The move changed things in our lives and our relationship. We have to cook more. A lot more. The pub is the only restaurant within easy walking distance and we quickly became too familiar there. We have to deal with a lawn, not so much lawn as an acre of brambles, but things have to be mowed, pruned, hedged, trimmed, raked, shovelled (not that we did very much of this - just ask our neighbours). We had to renovate. Turning a 1974 doublewide (with a basement!) into a home and an office/audio-visual studio takes a lot of work and a lot of skills I still don’t have. This year I also learned how to crappily apply tar to a mental roof, so there’s that.
The first six months of our move to Cowichan were tough on our business. As in, we didn’t work very hard on the business. Instead we focused on renovations of the the house/studio. We focused on life and spent the summer adventuring and soaking in the sun. We would pay for this later, but at the time it was perfect.
We took off for a month and went to Australia, feeling like we needed a vacation our easy breezy lifestyle. When we came back it was winter, we were broke, we had little-to-no business prospects, and we can truthfully say we did it to ourselves.
We kicked our own asses and hit the pavement, it was finally time to actually run this production company like a business not a hobby. I’ve always heard that entrepreneurs never stop working, and at first I didn’t believe it (we barely worked and we were business owners — right?). Then I started actually working at working. It’s not that entrepreneurs never stop working, it’s that successful entrepreneurs never stop working.
We had to adapt, not just our lives but also our business. Video production is great, it’s fun, exciting, and always changing. But we had to adapt the business for working in Cowichan. When we saw that most clients asked for video when they really wanted marketing we changed the business from a video production focus to a marketing focus.
Three things happened at the same: 1) We started asking for help 2) We changed the focus of the business 3) We started getting new clients.
It just all happened. Now, I’m in no way saying that we are successful, hot shot, cool car driving business people. We’re still us, but we don’t buy our groceries on a credit card (or at least not right now).

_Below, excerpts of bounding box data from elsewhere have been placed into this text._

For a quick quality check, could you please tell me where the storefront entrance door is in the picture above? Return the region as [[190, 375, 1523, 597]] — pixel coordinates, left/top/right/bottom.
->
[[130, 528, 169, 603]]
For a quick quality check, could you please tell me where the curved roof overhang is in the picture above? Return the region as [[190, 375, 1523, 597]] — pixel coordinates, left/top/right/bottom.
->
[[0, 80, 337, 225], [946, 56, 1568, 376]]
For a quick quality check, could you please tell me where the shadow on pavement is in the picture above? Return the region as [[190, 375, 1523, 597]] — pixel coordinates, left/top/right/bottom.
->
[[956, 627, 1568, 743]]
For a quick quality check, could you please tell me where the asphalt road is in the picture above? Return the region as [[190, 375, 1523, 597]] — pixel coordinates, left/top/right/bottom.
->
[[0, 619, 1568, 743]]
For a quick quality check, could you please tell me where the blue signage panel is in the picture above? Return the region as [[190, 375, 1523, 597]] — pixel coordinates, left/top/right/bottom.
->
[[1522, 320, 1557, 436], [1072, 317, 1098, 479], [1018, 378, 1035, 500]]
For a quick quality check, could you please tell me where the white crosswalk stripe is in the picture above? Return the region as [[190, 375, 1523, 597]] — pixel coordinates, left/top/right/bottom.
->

In the past year I feel like I’ve become more flexible and more brittle. I rollercoaster from being extremely stressed out to being completely stress-free. For the first time I had someone younger than me ask for career advice. Hilarious, I couldn’t even afford new underwear at the time.
Here are four things I actually learned this year. They aren’t incredibly profound and they are repeated in the text above, but they are actual honest-to-goodness lessons from the past year, all of which I should have already known.
It’s nice to know your neighbours. It’s nice to have a neighbourhood pub. It’s nice to know who to ask for help when you need it and help to others when they do. It’s just freaking nice to be part of a real community, where things happen in person, not online. Sometimes you make an ass of yourself, like the time I thought Cheryl’s house was on fire but really the fire department was just doing drills. Making a scene, that’s what neighbours do.
If you’re business is meant to sustain you, you have to work. You have to work harder and be available all the time. But you also don’t have a boss, which means you can also take off in the middle of the day to go to the beach.
You have to be able to adapt. We adapted our business and now we make enough money to feed ourselves. We adapted to a rural life and now we have more fun.
You might as well enjoy where you live. We live in a gorgeous part of the world and we’re thankful everyday for the move that we made. It’s easy to appreciate natures beauty here and I think because of that we are able to live in gratitude more often. That’s a bit hippy-dippy but it’s true and I believe it!